Richard Muirhead, CEO, Automic

Within the financial services sphere, the innovation race is on. Customers are becoming increasingly accustomed to having technology at their fingertips, meaning institutions must now be more nimble than ever when it comes to embracing new technologies. Innovating and keeping ahead of the competition — both in terms of other institutions and new non-traditional digital competitors—while meeting growing security, regulatory and compliance requirements, is a critical factor for and presents a huge challenge.

Software architectures in Financial Services are complex and are getting increasingly more complex with the advent of the digital age. Off the shelf and custom applications, which are needed for financial institutions to exist, mean complexity is a fact of life. With the convergence we’ve seen over the last decade and the explosion of connected devices, this complexity is on a steady and continual rise. So what’s the problem? It isn’t the complexity itself. It appears that outages are always related to change in some way.

The frequency of change is increasing, along with the number of components and number of people involved in any given. This can present huge challenges for financial institutions as the try to innovate while striving to introduce new functionality quickly. This increases their risk exposure and can result in failures.

There are some key areas that financial institutions need to address to help guard against the risk of IT failures:

1. Centralised packaging and tracking

Software updates and applications are often developed by globally distributed teams that are disconnected from one another physically and technically. For example, the CRM portal and the point-of-sale application can be developed by different teams, who use different technology stacks and are located on different continents. Centralisation is key, and interdependency between these artifacts should be tested and validated as early as possible, well before an application is rolled out to the operations environment.

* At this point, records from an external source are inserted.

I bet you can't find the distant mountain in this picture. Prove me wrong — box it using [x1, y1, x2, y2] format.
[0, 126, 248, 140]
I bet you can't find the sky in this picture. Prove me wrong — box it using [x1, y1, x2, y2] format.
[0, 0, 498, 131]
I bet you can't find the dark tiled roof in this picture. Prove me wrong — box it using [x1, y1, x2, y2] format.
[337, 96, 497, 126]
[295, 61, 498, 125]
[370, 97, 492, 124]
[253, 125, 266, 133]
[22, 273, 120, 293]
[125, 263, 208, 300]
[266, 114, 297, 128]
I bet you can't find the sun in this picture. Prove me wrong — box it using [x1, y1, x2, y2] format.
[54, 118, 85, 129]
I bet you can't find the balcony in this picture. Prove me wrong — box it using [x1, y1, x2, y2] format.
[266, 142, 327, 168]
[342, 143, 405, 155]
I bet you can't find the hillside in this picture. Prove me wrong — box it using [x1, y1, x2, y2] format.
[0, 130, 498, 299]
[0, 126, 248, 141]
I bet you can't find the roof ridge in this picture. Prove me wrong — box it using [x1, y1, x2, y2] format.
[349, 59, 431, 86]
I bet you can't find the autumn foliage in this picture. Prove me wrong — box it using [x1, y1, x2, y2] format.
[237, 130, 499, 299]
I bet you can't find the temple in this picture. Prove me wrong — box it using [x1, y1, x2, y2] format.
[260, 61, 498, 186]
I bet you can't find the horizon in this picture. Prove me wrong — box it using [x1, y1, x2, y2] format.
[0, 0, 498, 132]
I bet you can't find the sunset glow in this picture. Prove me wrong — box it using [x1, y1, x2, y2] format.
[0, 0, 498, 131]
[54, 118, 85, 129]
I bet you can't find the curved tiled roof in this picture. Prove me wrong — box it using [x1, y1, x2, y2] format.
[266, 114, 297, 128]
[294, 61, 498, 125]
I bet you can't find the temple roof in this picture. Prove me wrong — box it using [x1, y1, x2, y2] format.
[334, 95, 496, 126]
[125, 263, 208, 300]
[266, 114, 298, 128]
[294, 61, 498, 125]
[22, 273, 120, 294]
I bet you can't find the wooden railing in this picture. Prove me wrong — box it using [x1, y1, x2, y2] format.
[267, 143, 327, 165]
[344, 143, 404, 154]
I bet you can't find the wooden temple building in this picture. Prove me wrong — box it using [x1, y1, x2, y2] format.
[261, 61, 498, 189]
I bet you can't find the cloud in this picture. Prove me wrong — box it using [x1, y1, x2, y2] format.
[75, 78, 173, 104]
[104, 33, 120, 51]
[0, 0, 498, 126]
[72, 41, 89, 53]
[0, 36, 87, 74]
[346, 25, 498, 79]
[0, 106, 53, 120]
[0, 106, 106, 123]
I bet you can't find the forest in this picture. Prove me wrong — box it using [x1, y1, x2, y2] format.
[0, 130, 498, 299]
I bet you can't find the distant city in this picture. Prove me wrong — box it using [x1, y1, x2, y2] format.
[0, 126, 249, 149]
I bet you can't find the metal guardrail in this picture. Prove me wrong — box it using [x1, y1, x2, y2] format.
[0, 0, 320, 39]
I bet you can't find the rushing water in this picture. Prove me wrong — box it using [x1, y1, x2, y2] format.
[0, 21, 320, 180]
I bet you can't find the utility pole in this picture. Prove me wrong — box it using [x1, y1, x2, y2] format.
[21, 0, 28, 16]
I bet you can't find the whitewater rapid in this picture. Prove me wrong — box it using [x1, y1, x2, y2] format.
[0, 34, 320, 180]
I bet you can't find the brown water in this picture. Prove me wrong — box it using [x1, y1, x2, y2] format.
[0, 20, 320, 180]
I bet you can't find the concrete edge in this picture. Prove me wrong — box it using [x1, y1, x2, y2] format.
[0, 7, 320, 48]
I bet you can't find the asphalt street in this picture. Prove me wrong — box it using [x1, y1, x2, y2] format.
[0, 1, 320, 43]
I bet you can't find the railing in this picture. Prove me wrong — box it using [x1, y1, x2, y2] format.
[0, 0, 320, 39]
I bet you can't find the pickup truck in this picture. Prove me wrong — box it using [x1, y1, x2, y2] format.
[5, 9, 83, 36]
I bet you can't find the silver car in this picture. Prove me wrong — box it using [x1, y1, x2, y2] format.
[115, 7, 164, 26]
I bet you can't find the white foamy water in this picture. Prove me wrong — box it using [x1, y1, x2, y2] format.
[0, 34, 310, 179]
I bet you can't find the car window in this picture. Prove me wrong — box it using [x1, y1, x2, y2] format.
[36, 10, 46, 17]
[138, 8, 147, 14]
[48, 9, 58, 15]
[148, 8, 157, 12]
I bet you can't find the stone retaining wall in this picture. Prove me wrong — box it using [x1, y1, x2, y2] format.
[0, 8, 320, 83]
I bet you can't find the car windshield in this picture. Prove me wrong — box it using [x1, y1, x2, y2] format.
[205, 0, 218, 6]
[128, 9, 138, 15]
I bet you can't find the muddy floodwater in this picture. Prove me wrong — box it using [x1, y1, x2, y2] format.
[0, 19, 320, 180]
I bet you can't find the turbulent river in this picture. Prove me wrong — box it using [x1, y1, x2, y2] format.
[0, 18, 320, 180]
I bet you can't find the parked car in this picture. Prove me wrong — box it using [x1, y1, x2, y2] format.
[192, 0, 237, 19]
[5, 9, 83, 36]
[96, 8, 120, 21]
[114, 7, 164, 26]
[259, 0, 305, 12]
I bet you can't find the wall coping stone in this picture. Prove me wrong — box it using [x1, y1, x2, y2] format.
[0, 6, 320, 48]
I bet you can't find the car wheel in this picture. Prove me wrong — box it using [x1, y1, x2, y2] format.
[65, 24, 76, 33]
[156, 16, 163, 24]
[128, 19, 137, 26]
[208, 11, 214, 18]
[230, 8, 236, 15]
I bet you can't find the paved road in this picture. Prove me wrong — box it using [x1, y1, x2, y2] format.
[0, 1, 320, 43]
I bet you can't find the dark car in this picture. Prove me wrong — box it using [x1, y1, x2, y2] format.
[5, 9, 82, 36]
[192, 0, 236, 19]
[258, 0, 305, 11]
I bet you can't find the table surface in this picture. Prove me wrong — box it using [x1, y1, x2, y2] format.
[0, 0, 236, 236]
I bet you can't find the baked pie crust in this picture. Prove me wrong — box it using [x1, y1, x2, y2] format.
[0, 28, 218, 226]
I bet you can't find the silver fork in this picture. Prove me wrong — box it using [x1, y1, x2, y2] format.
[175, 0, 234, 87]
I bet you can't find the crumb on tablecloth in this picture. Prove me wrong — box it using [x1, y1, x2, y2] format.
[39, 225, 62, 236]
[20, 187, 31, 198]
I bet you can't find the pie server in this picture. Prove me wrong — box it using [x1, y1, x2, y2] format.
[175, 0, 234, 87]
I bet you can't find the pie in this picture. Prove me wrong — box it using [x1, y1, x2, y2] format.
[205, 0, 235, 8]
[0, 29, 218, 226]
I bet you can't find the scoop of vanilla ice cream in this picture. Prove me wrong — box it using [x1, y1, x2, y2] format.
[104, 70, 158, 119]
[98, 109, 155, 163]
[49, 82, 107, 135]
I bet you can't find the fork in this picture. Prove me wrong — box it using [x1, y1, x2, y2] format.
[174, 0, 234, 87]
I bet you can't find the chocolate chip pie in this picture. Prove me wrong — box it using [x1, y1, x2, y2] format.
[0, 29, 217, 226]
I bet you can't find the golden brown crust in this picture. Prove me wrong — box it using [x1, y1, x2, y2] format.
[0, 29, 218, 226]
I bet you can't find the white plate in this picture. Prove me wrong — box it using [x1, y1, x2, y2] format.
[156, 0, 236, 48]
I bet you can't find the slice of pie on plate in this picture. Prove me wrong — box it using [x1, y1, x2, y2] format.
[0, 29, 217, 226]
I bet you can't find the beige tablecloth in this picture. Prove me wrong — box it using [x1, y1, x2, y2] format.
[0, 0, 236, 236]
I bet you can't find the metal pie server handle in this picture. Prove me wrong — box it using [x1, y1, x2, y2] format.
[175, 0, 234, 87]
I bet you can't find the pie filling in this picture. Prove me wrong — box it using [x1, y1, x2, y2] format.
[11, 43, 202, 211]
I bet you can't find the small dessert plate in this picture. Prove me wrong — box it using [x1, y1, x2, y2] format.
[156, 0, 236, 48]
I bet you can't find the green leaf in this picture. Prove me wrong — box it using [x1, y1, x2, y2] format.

Centrallised automation for packaging and transporting the correct artifacts can cut out the human error element, which may occur if deployments are handled manually, and decrease the risk for failure.

2. Standardised processes

Richard Muirhead
Richard Muirhead

Deploying application changes means following specific guidebooks in an exact order. For example, a database must be updated with the new schema before the application server can be activated. Similarly, as the number of environments, server and application tiers grow, so does the length of the deployment instructions. Specifically in mission critical applications, the upgrade or deployment procedure can be so complex that there is a complete book for administrators to follow.

In this case there often isn’t time or resources to deploy many times during the testing cycles. Here administrators often try to automate with scripts and configuration tools available, but the slightest mistake is often fatal. A standardised and well-tested deployment capability is key to avoiding these kinds of issues.

3. Abstracted deployment models

Every application an enterprise uses goes through a lifecycle of development, functional testing, integration and load testing, and finally production rollout. With each stage, the application is put on a different set of servers. The trouble here is these environments are many times larger and more complex in terms of hardware, operating systems and even the application infrastructure stack. It is not uncommon for an application to be developed with JBoss on Windows at the developer’s station and end up in production, executing under Weblogic on Linux, for example.

The implementation of an abstracted deployment model is important to ensure that even subtle differences in deployment don’t negatively impact the operation.

4. Snapshot validation stage

Every update to an application creates a new baseline of configuration, in terms of artifact versions, as well as values continuously updated, as part of many deployment processes.

Connection pool sizes and other configurations for example may or may not become mission-critical with the next deployment, but this may not be a risk worth taking. Validating the state of an application, file numbers, and the exact version in each directory, as well as configuration values in key configuration files, can mean the difference between success and outage. Emergency patches are a real weak point here as they tend to “disappear” with new versions and sometimes cause repeated outages that can take a long time to dissect.

A baseline snapshot at the beginning and end of each new update can resolve many potentially serious issues from occurring.

5. Ability to automatically rollback in time

Perhaps the best piece of advice for when things go wrong in a product environment is to undo whatever has changed and rollback to the previous version. However this can be a very challenging task, particularly in a long and complex update process.

Navigating instructions manually can take too long and in a high pressure environment this can lead to greater damage. As scripts are often used to perform high volume changes, things become impossible to reverse and rollback scripts do not exist. This critical capability can be a “lifesaver” for an institution.

As seen, there are a number of factors which must be considered but agility in new deployment is the biggest consideration – it is not just about software complexity. Extremely complex financial applications work well provided they are untouched. Often the deployment and release processes can be the root of problems and these five considerations all relate to the importance of a purpose-built application and standardised solution to offer the ability to adapt to change efficiently.